Observation and Autonomy

In this series of articles, we will look at the history and challenges of autonomous robotics with the aim of offering insights into the missing elements of large-scale autonomy deployment.

Part 2 :

Observation is about learning

As a result of the DARPA Challenge in 2015, many questions emerged about the magic recipe for achieving the expected autonomy. One question remained: 

Wouldn’t it be better to rethink the vision system and the use of sensors to put intelligence back at the heart of autonomous systems?

This question continues to animate the R&D departments of many robotics companies in search of autonomy. Some have turned to the use of a multiplicity of sensors, with lidar still the favorite. This method concentrates the expertise of vision systems on the information and the precision coming from the sensors more than on the understanding of the scene and the behaviors of the entities present. 

This is where current vision systems have some limitations. In addition, the costs related to the acquisition, integration, fusion of sensors and the lack of interpretation of scenes reinforce these limits in the long term, encouraging the paradigm change launched by the race to artificial intelligence and deep learning systems. 

The challenge here is to put forward the understanding of the world, to allow the robot to observe and learn by itself. Thus, it will be able to analyze its environment and make the right decisions, just as a child observes its environment to understand how to interact with it as it grows.

Recap of the magic recipe:

From sensor to model fusion

It was in 2015 that Tesla appropriated the magic recipe by taking the challenge of using only camera sensors (just as humans use their eyes to move), machine learning and model development to replace lidar perception. Tesla used the hundreds of hours of driving all these customer vehicles to train a set of basic ML models (detection of cars, pedestrians, signs, lines, etc). 

This recipe, transformed by Tesla, relies on the development of intelligence and not sensors. The use of several cameras called stereovision (similar to human vision) allows the reconstruction of a scene in three dimensions and 360 degrees. These stereo cameras provide depth information and semantic understanding of the environment.

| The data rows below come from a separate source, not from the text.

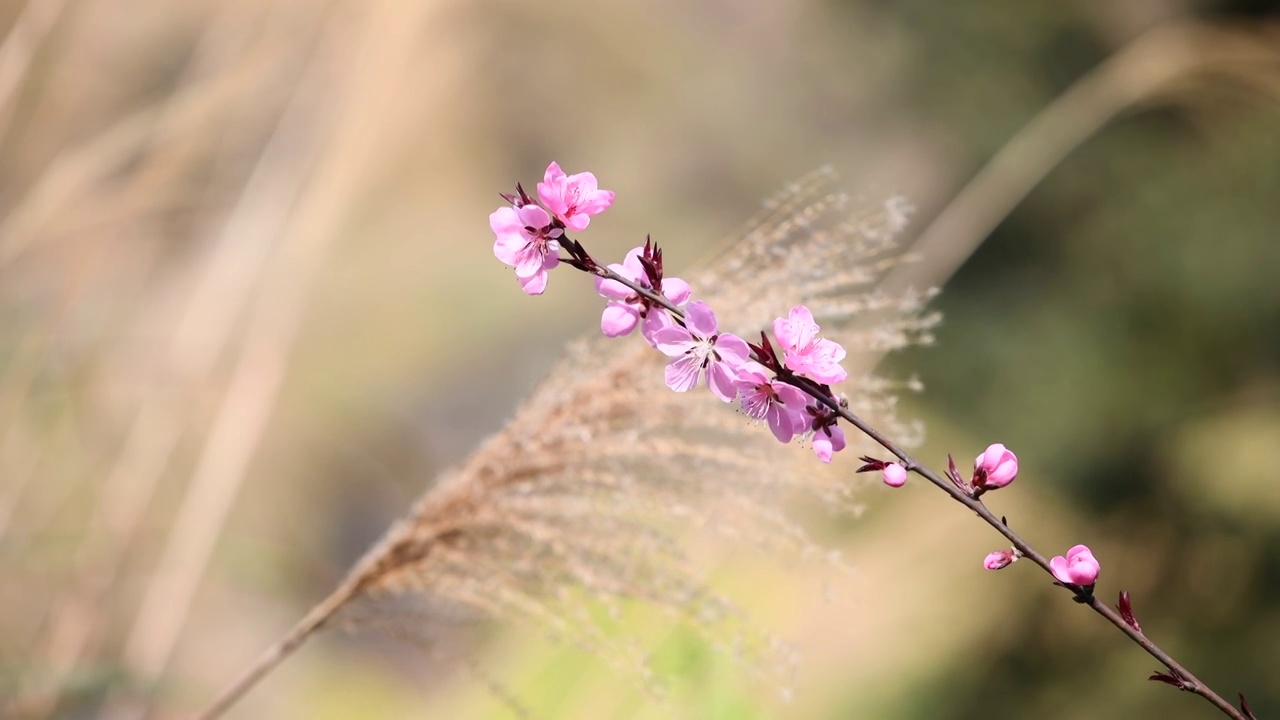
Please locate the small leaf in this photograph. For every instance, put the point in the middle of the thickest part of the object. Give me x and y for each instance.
(1125, 607)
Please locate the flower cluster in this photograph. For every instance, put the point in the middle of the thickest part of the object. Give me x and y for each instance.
(781, 382)
(530, 237)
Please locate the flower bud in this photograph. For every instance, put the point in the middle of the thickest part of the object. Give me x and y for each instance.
(1078, 568)
(999, 559)
(995, 468)
(895, 475)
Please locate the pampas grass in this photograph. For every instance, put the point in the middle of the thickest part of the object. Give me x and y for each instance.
(583, 499)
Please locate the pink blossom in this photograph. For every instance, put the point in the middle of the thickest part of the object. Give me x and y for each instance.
(698, 347)
(999, 559)
(526, 242)
(776, 402)
(895, 475)
(804, 351)
(995, 468)
(827, 441)
(1078, 568)
(626, 308)
(574, 199)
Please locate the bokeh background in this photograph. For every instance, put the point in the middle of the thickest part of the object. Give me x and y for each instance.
(248, 309)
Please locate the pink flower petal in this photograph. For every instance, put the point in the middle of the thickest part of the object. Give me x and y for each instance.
(681, 373)
(676, 290)
(534, 217)
(732, 350)
(720, 378)
(657, 319)
(673, 341)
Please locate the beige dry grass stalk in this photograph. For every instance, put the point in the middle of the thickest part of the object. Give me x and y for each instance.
(580, 501)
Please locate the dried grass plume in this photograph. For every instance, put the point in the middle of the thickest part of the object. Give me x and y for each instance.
(581, 500)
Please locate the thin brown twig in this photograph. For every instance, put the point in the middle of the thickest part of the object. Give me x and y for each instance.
(1083, 595)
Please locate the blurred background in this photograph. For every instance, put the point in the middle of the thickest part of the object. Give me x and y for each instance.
(248, 309)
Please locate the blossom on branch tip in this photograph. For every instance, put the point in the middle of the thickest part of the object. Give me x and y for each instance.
(804, 352)
(626, 308)
(698, 349)
(999, 559)
(526, 240)
(572, 199)
(895, 475)
(776, 402)
(995, 468)
(1078, 568)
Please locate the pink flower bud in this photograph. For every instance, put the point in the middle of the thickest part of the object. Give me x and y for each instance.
(1078, 568)
(995, 468)
(999, 559)
(895, 475)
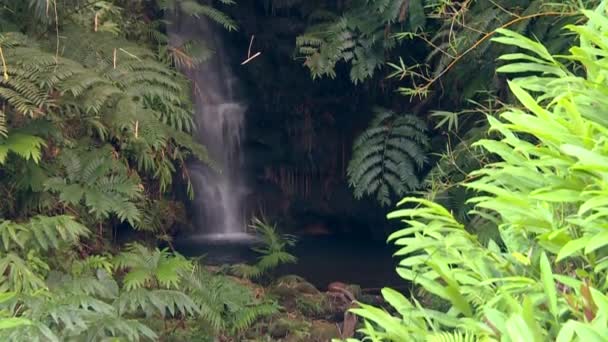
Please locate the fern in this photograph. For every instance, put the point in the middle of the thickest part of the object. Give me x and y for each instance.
(272, 250)
(356, 37)
(226, 305)
(546, 191)
(387, 155)
(99, 181)
(24, 145)
(3, 129)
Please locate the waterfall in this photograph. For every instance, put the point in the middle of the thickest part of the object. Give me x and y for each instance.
(219, 115)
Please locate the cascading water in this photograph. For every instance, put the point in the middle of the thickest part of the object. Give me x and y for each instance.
(219, 194)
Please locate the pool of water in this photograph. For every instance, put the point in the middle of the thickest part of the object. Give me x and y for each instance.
(321, 260)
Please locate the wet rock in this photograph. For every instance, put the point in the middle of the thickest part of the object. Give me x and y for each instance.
(313, 305)
(322, 331)
(296, 329)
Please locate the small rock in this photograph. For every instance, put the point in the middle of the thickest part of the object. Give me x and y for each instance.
(322, 331)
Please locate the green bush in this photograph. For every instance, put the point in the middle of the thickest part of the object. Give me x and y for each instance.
(548, 193)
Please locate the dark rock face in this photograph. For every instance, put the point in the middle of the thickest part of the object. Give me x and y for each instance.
(299, 131)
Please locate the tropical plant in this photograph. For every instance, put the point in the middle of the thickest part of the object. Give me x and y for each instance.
(359, 36)
(272, 250)
(387, 156)
(227, 307)
(547, 279)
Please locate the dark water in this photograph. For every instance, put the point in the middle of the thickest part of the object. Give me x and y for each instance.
(321, 260)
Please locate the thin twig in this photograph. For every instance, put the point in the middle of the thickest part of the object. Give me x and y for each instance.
(488, 36)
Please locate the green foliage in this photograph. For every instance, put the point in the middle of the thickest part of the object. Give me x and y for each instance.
(387, 155)
(24, 145)
(358, 36)
(272, 250)
(98, 180)
(547, 280)
(227, 306)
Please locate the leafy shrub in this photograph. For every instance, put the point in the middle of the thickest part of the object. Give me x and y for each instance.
(547, 281)
(387, 156)
(272, 250)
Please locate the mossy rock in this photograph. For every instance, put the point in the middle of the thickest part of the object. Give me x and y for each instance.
(323, 331)
(292, 285)
(282, 327)
(314, 306)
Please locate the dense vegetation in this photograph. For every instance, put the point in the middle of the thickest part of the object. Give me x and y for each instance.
(505, 232)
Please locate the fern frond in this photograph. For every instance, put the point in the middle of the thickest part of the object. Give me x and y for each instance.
(386, 155)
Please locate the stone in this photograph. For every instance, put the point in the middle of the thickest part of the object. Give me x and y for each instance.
(323, 331)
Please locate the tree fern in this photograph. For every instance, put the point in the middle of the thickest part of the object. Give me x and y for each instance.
(358, 37)
(387, 155)
(272, 250)
(99, 181)
(227, 306)
(24, 145)
(147, 267)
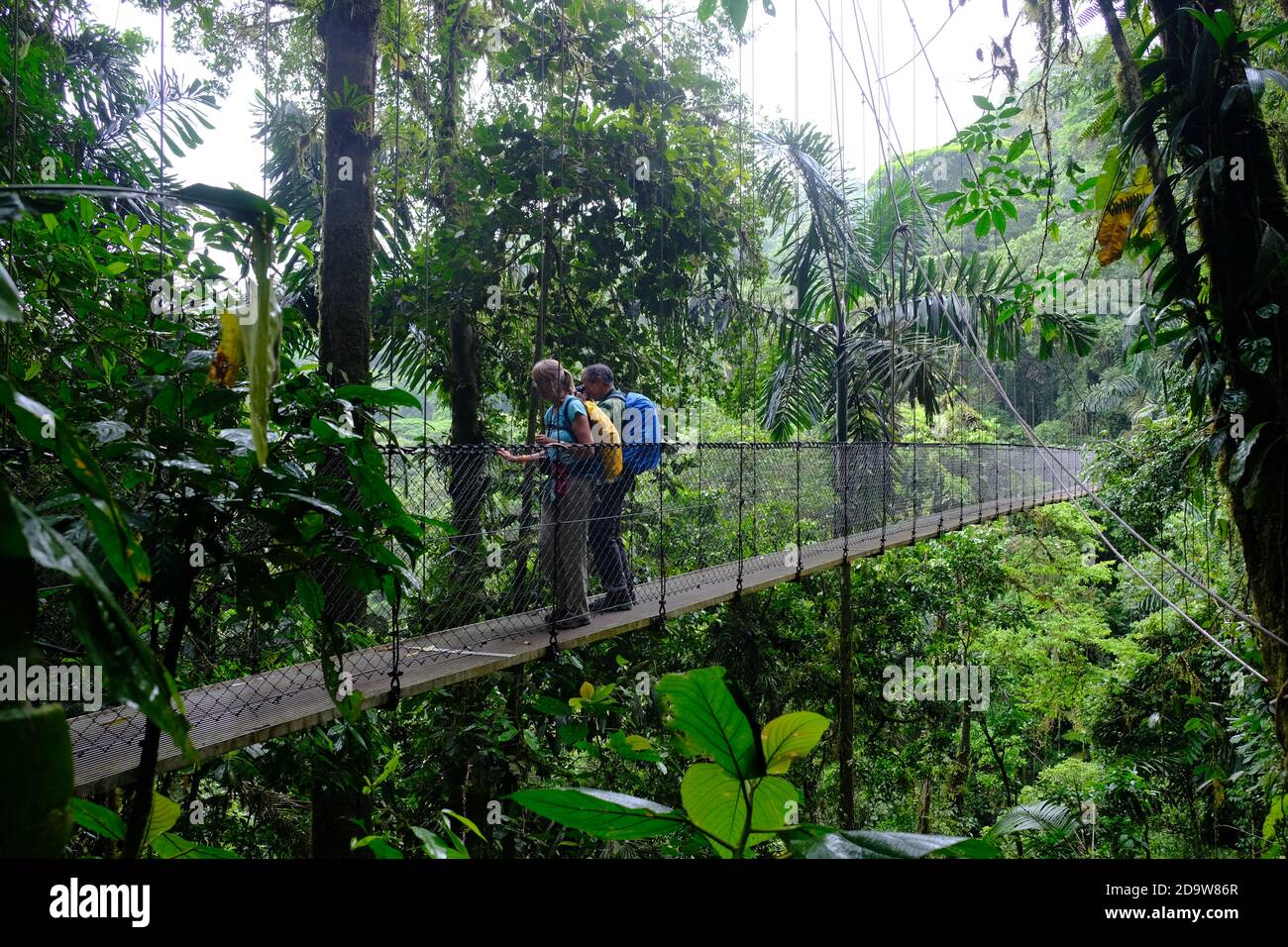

The difference: Lidars give only depth information while cameras give visual information necessary to understand semantics (meaning of signs, especially language).

Today, Tesla’s solution remains the most reliable and is able to bring the cars to a level 3 autonomy. Tesla has nevertheless transformed a sensor fusion problem (aggregating camera data with lidar, radar, etc.) into a vision model fusion problem (manually aggregating data from a multitude of separate but interdependent ML models).

Could the manual fusion of these models be a barrier to Tesla’s development in its autonomous car race? 

It was in 2016 that George Hotz, the founder of Comma.ai, had the ambition to propose an alternative to Tesla’s recipe: turn any car into an autonomous car with a smartphone and a camera. His recipe: an “end to end learning” method. This means that all it needs is a single model responsible for observing and acting on the car (accelerating, braking, turning the wheel). This model decides by itself what action to take according to the observation (difference between an automaton and an autonomous robot, see previous article in this series). The ambition of the founder of comma.ai is to fulfill the functions of a level 2 autonomous car much better than those already existing by privileging the intelligence of the use of data rather than the quantity of it. In fact, this strategy has proven to be efficient and promising as it has outperformed hybrid or manual heuristics-based approaches.

Today, this generic solution (a single network capable of studying and doing several tasks at the same time) remains little adopted by AI and robotics companies who tend to favor the heavy but reliable solution of the magic recipe. Nevertheless, other fields have fully adopted and exploited it, such as NLP (natural language processing). These models are based on huge models that aim to understand how language works in a generic way for this task (called language models). 

Many solutions exist for the autonomous car race, but few people are looking at the issues of interpretation and the place of observation.

Our opinion on observation and its integration into the autonomous car system. The companies wanted to teach a computer to drive a car. As a reminder, a human with only his two eyes and therefore no very advanced sensors can learn to drive a car in about twenty hours. But if we take enough distance, the human does not manage to learn to drive in only 20 hours of driving but in 18 years + 20 hours. This means that he has confronted the world and all possible and unimaginable cases in 18 years of perception and he specializes in the end during these 20 hours of driving. For autonomous cars the case is similar, it is thanks to the observation and therefore to all the databases of visualization of driving, that the car will know how to respond in the most adequate way to a situation.



    The challenges of autonomy do not only concern autonomous cars, which are in their beginning stages, but also the future of robotics in any field on a larger scale.